The London-based staffing company said net fees in the first quarter of 2024 fell 8.7% to GBP93.7 million from GBP102.6 million the year before.

This was driven by "continued softness" in new business across Contract and Permanent, which was largely offset by strong Contract extensions.

Contract net fees dropped 4.6% to GBP78.9 million from GBP82.7 million in the first quarter of 2023, while permanent net fees fell 26% to GBP14.8 million from GBP19.9 million a year ago.

Further, the firm saw net fees drop across several regions, reporting a decrease of 14% in Germany, of 10% in the US and of 7.0% in the UK.

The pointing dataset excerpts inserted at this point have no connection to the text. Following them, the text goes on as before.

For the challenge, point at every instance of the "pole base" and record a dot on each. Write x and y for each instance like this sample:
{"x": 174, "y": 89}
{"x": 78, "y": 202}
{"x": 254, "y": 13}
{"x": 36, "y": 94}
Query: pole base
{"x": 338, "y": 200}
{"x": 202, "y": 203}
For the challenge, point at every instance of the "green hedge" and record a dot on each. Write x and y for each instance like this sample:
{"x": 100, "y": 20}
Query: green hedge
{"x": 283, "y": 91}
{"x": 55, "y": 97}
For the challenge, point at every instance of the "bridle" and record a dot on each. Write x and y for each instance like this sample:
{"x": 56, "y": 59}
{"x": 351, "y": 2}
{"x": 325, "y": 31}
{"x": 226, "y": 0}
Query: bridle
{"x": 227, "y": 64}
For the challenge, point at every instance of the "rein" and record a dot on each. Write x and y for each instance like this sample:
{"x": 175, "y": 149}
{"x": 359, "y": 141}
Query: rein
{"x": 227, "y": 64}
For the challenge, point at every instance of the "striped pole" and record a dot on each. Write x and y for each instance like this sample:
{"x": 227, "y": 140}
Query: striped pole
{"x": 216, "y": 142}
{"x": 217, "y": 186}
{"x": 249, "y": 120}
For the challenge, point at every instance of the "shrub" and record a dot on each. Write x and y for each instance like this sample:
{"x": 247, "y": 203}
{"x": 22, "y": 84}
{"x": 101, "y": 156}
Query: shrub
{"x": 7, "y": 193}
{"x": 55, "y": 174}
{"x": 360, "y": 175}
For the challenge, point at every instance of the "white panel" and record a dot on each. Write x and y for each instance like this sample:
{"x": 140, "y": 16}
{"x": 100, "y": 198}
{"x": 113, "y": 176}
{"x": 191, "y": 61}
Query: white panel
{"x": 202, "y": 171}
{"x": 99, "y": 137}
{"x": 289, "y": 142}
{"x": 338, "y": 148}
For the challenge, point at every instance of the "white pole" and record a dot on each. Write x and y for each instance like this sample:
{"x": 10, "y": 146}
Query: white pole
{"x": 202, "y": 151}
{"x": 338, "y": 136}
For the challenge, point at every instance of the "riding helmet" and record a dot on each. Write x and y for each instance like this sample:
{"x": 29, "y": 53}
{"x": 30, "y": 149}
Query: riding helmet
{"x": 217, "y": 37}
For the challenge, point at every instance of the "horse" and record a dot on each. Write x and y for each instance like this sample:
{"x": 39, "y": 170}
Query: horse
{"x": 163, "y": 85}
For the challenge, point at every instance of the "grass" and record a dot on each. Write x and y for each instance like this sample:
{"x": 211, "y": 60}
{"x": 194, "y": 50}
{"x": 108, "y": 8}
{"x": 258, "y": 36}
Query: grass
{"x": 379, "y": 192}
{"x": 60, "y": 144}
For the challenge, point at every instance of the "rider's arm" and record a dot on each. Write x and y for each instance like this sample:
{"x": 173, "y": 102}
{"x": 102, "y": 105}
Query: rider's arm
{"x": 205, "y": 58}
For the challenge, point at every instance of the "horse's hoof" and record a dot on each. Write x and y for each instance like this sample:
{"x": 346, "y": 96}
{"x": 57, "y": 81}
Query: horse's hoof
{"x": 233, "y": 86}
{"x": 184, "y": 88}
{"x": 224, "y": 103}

In addition, SThree said its contractor order book fell by around 1.0% to GBP184 million in the quarter compared to the previous year.

Looking ahead, however, the company said its 2024 performance is currently expected to be in line with market expectations, which forecasts pretax profit of GBP71.9 million. Pretax profit in 2023 was recorded at GBP77.9 million.

Chief Executive Officer Timo Lehne said: "Once again, we have delivered a good performance against a strong comparative and within a market environment that remains difficult from a new business perspective.

"We continue to make good progress with our Technology Improvement Programme, with our new end-to-end integrated platform now fully deployed in the US and initiated in Germany, providing our teams with the digital tools which will be key to driving both scale and higher margins over the mid-to-long term."

Shares in SThree fell 2.5% to 413.50 pence each in London on Tuesday morning.